Formerly a critical diagnosis, in the U.S. HIV is now classified as a chronic disease that can be survived and managed. From the early days of the AIDS crisis in the 1980s through the HAART (Highly Active Antiretroviral Treatments) era, HIV has remained an expensive illness. Many of the costs have been born by the public health systems of U.S. cities and states as well as the federal HIV program named for pioneering AIDS icon, Ryan White. In the mid-1990s, expensive but effective pharmaceutical HIV treatments called HAART became widely available through public and private health insurance in the U.S. Over the same time, cost containment strategies restructured US healthcare, and today inequalities remain entrenched in HIV health systems across the US and beyond.
In this dissertation, I ask how and for whom HIV becomes “potentially chronic” and definitely expensive in the midst of US healthcare reforms. The biomedical and bureaucratic re-classifications of HIV as a chronic illness provide a case for examining how the problem of healthcare costs becomes linked to the bodies and lives of people and particular populations: What are the embodied and institutional consequences of HIV becoming a “life-long” disease? I ask what it means for HIV to be defined, managed and experienced as a chronic illness in U.S. healthcare and policy and what is at stake in this re-classification. In the context of managing costs and chronic conditions simultaneously, who has access to experiencing HIV as a chronic condition? How, why, and through what processes is this chronicity achievable for some people?
Based at a San Francisco HIV clinic, an early epicenter of the HIV/AIDS epidemic that later became a hub of biomedical research and global model for HIV care, I ethnographically traced how patients and staff are navigating biomedical bureaucracies and health insurance markets as they attempt to obtain and provide healthcare.
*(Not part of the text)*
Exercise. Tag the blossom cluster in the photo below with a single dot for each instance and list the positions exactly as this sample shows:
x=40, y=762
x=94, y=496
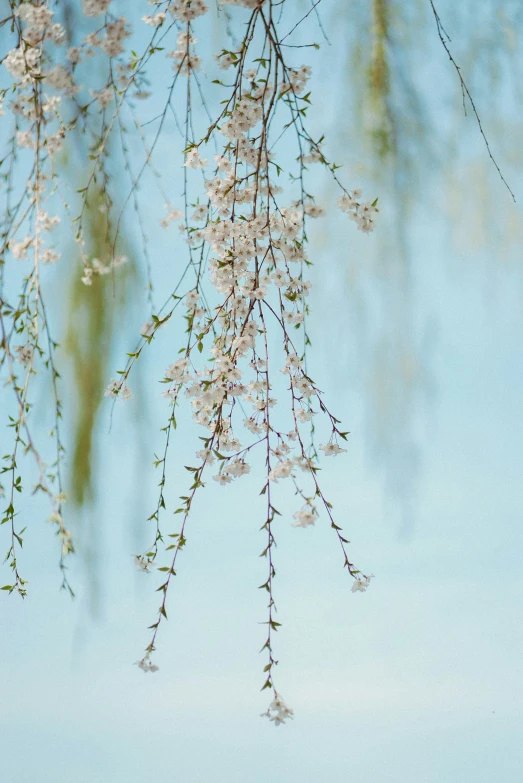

With an historical and ethnographic account of recent U.S. health care reform and its on-the-ground implementation at San Francisco General Hospital’s HIV Outpatient HIV Clinic (Ward 86), I examine the production of chronicity as a state of ongoing illness or managed life. My data include: ethnographic observations, interviews with people living with HIV, healthcare providers and program administrators, and analysis of policy documents and archival materials. Drawing from theoretical traditions across racial theory, science and technology studies and medical sociology, I use my ethnographic reflections as a lens on the politics of insurance, healthcare finance, and personal health information within the context of stratified citizenship and speculative biocapitalism in the U.S.